Guam veterans group worried Trump's VA cuts will upend care

CBS News12-04-2025

Every week, in the U.S. Territory of Guam, a group of military veterans comes together and passes around a paddle, allowing each other to speak.
The gathering serves as their therapy for both the physical and psychological wounds sustained in combat in Iraq and Afghanistan.
For people in Guam, military service is an economic opportunity. Of the roughly 170,000 residents who live on the island, 24,000 of them are military veterans, the group says. Guam is home to two primary U.S. military bases: Naval Base Guam and Andersen Air Force Base. Despite that, there is only one small Veterans Affairs clinic on the island, with one psychologist.
Due to the lack of services here, Roy Gamboa assembled this group. He served 10 years in the Marine Corps. He calls the group "GOT YOUR 671." 671 is the area code for Guam.
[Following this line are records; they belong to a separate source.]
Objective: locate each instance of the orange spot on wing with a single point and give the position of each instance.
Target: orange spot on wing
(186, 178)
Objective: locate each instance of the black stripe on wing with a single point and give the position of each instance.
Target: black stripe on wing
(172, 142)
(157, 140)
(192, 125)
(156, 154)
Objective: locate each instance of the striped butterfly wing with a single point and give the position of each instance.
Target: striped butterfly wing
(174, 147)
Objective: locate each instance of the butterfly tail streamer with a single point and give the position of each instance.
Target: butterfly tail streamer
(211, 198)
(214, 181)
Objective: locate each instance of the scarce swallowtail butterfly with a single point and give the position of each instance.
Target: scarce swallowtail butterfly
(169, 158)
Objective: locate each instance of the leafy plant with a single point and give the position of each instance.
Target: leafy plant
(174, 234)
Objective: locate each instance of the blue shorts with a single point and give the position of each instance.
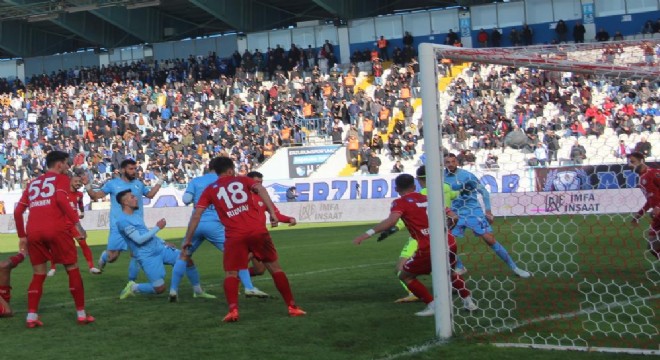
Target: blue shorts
(212, 232)
(154, 266)
(116, 241)
(478, 224)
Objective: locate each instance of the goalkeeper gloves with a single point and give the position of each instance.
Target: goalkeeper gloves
(385, 234)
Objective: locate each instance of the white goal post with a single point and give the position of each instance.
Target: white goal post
(567, 58)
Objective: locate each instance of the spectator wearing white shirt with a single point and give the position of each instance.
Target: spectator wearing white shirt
(622, 150)
(541, 153)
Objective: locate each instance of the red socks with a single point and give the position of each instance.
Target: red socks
(282, 284)
(5, 293)
(77, 289)
(459, 284)
(419, 290)
(34, 292)
(87, 253)
(231, 292)
(16, 259)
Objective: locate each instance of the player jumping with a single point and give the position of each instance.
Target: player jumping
(246, 232)
(471, 215)
(411, 208)
(411, 246)
(126, 180)
(6, 266)
(75, 199)
(47, 199)
(649, 183)
(258, 268)
(151, 252)
(211, 229)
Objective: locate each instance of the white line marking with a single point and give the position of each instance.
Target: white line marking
(211, 286)
(573, 314)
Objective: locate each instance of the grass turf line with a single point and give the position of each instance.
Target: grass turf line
(347, 290)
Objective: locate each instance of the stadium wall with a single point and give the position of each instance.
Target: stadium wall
(586, 202)
(425, 26)
(598, 178)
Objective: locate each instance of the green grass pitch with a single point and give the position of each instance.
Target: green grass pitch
(348, 292)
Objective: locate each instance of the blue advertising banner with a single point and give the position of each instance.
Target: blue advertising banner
(304, 161)
(588, 13)
(588, 177)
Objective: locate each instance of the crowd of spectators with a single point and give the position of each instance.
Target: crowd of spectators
(563, 33)
(172, 116)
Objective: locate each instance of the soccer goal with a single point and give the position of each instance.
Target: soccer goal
(546, 130)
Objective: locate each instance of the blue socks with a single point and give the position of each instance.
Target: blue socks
(145, 288)
(133, 268)
(244, 275)
(459, 263)
(192, 274)
(504, 255)
(177, 274)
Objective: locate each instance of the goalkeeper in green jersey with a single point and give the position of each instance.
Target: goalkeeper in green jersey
(411, 246)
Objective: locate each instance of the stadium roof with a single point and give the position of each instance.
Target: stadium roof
(38, 27)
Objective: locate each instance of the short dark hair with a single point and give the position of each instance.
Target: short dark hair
(54, 157)
(404, 182)
(637, 155)
(120, 195)
(254, 174)
(127, 162)
(421, 172)
(221, 164)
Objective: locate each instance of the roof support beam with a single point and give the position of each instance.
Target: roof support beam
(145, 23)
(246, 15)
(349, 9)
(22, 40)
(94, 30)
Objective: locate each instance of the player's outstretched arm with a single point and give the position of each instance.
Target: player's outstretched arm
(192, 227)
(155, 188)
(94, 195)
(263, 193)
(400, 225)
(382, 226)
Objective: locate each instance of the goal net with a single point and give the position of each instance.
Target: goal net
(546, 130)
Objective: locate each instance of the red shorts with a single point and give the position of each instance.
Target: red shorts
(73, 231)
(420, 262)
(57, 247)
(5, 293)
(237, 250)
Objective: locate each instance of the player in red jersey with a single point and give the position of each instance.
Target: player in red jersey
(234, 199)
(411, 208)
(76, 201)
(258, 267)
(46, 236)
(649, 182)
(6, 266)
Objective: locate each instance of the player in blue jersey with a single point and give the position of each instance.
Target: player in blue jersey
(470, 213)
(152, 253)
(210, 227)
(126, 180)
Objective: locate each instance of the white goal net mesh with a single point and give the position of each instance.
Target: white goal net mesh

"In the first couple of years, everything was coming out of our pockets," Gamboa said. "Since then we've applied for and received a couple of grants to help keep our doors open."
But the veterans in this group are worried about the looming
budget cuts to the Department of Veterans Affairs
. The agency has
terminated
585 contracts as part of an ongoing audit.
Gamboa worries his group could be next since the group is funded through a VA-issued grant.
Donovan Santos is also a combat veteran who says he has PTSD and chronic depression. He's now the person on the listening end of the group's suicide prevention hotline.
"I pretty much help those that fall through the cracks that feel like they're alone," Santos said. "I'm there with them on the ledge. I'm there with them to pull them back, to catch them."
Without the support from the group, Santos said he may not be alive. "Sometimes I wish my brothers were here and I wasn't," he said.
Gamboa says it's a fight they all hope to carry long into the future.
"I'll keep going," Gamboa said. "I mean, we were willing to die for each other in combat. I refuse to believe that it was all for nothing."
If you or someone you know is in emotional distress or a suicidal crisis, you can reach the
988 Suicide & Crisis Lifeline
by calling or texting 988. You can also
chat with the 988 Suicide & Crisis Lifeline here
.
For more information about
mental health care resources and support
, The National Alliance on Mental Illness (NAMI) HelpLine can be reached Monday through Friday, 10 a.m.–10 p.m. ET, at 1-800-950-NAMI (6264) or email info@nami.org.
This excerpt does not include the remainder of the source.